Tag Archives: Himalayan honeysuckle

Leycesteria

Some fruits are just meant for picking and eating, there and then, in the garden. Alpine strawberry (Fragaria vesca) is one, with its tiny, sweet, ever so slightly vanilla flavoured fruit that are doled out carefully throughout the summer. But the king of instant consumption has to be Leycesteria formosa, known to gardeners as Himalayan honeysuckle and to connoisseurs as the ‘treacle tree’.

No plant in the forest garden divides opinion like leycesteria: you either love or hate its startling mixture of molasses sweetness and bitter aftertaste. But however much you like it, don’t expect to take any home – the berries burst and splat so easily that storage is practically impossible.

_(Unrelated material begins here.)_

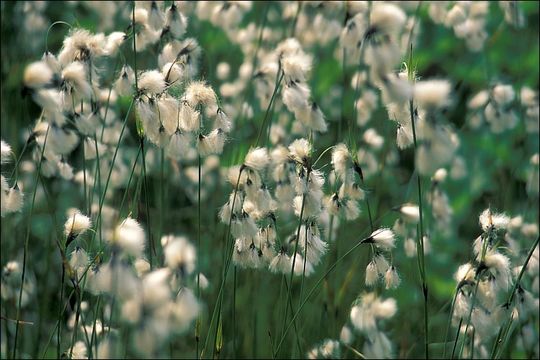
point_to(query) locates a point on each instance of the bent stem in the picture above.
(420, 237)
(25, 251)
(314, 288)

Foods that you’ll never see on a plate have a special allure, but even some more common fruits are best eaten one by one, on the go. Blackcurrants and gooseberries, for instance, are at their best when they are far too soft and squishy to be picked and stored easily.

My treacleberries kicked off a conversation recently about planting food plants for children. Instead of coaxing kids to eat their five-a-day at the table, how much more effective to just plant a tangle of fruit in the garden and leave them to it, play and feeding all in one. I’m sure my love of fruit and foraging came from grazing on the yellow raspberries that lined the half-mile walk home from school. For maximum effect it is probably best to strictly forbid the kids to eat it.

When I first started in my allotment, my neighbour’s daughter used to beg to be allowed to come down and eat the sprouting broccoli. I think that’s when the full extent of how much more appealing self-picked food is to kids dawned on me. I’ve taken this insight into the park that I manage, which is stuffed with as much fruit as I can fit in. Leycesteria is an excellent option for a public food plant. It ripens its berries four at a time down the flower head, so it produces a regular supply rather than a glut that can be stripped. It is a very attractive, structural plant, sometimes known as ‘shrimp flower’ because of the look of their flowers, and any that don’t get eaten by people are made very welcome by the birds.